Nowadays parents take great steps to make sure their child is not apprehended by a child molester. Having the child walk to school with others, making sure to talk to the child about the issue, and doing background checks before enrolling kids in day care are some ways that you can help to protect your child. But is that really enough? In order to fully protect your child from any chance of being molested you would have to lock the child up at home and never let him out into the world. Even then, kids have even been snatched right from underneath their parents’ noses – out of their own beds.
What more can be done to protect our children from the atrocities of a molester? Experts say that many child molesters place themselves in positions where they will have access to lots of kids. That brings to mind things like daycare, scouts, church, schools, and sports teams.
Actually, only 10% of molesters are strangers to the children they molest, 30% are family members, and 60% are others who are in a role as some type of child assistant, like a coach, a teacher, or a counselor.
Not every person who helps and works with kids has the potential to be a child molester. In fact, it’s assuring to know, that there are way more good people in the world working with kids, than there are molesters. However, it’s difficult to be reassured when you know that there’s even one molester on the loose, let alone the tens of thousands that exist in reality. In one large city it’s not unusual to find 5,000 child molesters or more. And these are just the ones that have been previously arrested. Still more have been committing crimes against children for years and have never been caught. In fact, over 4 million child molesters are thought to live in the U.S. alone. And, of these molesters, over half are under the age of 18.

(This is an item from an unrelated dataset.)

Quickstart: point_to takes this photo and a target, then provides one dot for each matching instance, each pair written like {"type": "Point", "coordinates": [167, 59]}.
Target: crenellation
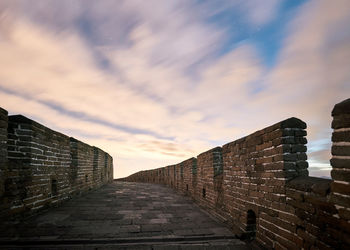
{"type": "Point", "coordinates": [43, 167]}
{"type": "Point", "coordinates": [260, 185]}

One reason some molesters are not caught is because they are family members and friends. A child often doesn’t want to tell on someone that is close to the family. And, after being threatened and frightened, a child may not tell at all – whether the molester is related or not.

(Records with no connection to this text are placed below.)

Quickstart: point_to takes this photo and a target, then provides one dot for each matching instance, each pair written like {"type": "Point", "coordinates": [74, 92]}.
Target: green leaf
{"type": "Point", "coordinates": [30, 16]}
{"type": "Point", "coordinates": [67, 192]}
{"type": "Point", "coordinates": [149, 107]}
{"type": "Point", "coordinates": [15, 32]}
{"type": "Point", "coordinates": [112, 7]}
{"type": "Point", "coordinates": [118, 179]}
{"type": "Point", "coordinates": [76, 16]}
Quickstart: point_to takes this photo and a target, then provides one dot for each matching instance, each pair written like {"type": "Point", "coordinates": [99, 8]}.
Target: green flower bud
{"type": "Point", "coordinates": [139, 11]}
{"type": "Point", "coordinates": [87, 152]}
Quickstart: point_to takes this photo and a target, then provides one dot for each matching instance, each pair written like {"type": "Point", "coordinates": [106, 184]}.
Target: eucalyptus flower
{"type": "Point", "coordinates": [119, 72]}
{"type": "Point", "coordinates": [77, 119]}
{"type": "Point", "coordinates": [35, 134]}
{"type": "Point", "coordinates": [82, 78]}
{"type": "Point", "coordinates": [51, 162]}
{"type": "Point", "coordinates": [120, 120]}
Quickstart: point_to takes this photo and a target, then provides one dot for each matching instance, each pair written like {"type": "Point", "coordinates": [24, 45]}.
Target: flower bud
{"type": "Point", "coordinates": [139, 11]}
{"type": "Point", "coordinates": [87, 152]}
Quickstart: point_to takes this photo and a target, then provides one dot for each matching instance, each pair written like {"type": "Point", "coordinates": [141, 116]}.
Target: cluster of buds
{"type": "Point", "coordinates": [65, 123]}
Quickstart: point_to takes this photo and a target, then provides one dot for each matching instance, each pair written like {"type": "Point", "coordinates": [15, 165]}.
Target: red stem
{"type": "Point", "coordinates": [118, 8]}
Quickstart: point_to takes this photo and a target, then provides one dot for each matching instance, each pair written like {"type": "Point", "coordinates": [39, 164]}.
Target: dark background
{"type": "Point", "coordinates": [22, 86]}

There are certain things that you, as a parent, can do to help protect your child. It’s important to talk to your child about molesters and how to act or what to say if ever in a bad situation. It’s also a good idea to encourage your child to talk about anyone who has been seen lurking or was seen acting suspiciously that the child noticed. Let them know to at least mention these things, whether they turn out to be what they seem or not.
In addition to watching out for your child and teaching him or her to watch out for himself, it’s also important to watch others, particularly ones that are in your child’s life. Child molesters normally look just like any other person but many times their actions reveal otherwise. Some molesters are very sly and some are quite friendly-seeming, but some simply can’t resist eyeing young children.
Never assume that just because someone is a relative, a person in power, or even a teacher or instructor, that they couldn’t be a child molester. Although you never want to assume someone is sick, just because they love children a lot, you still don’t want to turn a blind eye to tiny hints to the contrary. And, don’t think for one moment that child molesters are only men. Although there are many more men than women molesters, women are also capable of molesting youngsters.
One thing that molesters like to do is look at kids. They can do this by cruising around the block as kids enter and exit schools, churches and other children’s activities. Another thing molesters like is to have hands-on experiences with kids, even non-sexually. For this reason, many molesters offer their services or try to get hired at a place where there will be kids. Some examples are scouting, swimming instructor, day care helper, Sunday School teacher, or counselor. Again, that doesn’t mean that everyone in these fields is sinister – most are good, upstanding citizens who care about kids.
Other molesters are already family members or friends and are in close proximity to your child often. Sometimes there are pointers – like having lots of toys at their homes – even though they don’t have kids. Molesters like to use different tactics to lure kids and one thing that lures kids is toys. Many people, particularly ones who have always wanted children but could never have any, might keep lots of toys at their house in anticipation of neighbors’ kids visiting.
It’s almost impossible to tell a child molester from anyone else but if you’re watching, you might see glimpses of some signs that something is wrong. A swimming instructor that pats the kids on the rear as they exit the pool, a friend who seems more interested in one of your children than the others, and people who tickle, wrestle and hug kids – more than normal. Molesters often touch kids, right in front of people, because they think no one notices anything out of the norm.
Don’t live in denial. If you suspect, even for a split second, that someone seems to be a little too friendly with your kid or another, watch that person around your child, or avoid him altogether. Many parents turn a blind eye to signs simply because the person is a family member or friend. It’s difficult to allow suspicion in when the possible molester is someone you love dearly. And often, that’s what the molester counts on.
If a child has been molested some warning signs are sudden anxiety or nervous problems, secrecy, making comments that imply they think they’re different than other kids, taking excessive showers or baths, and suddenly getting worse grades in school. And sometimes the molester will try to sway the child by giving the child gifts. If your child is suddenly coming home with small presents from someone you know, this could be a warning sign.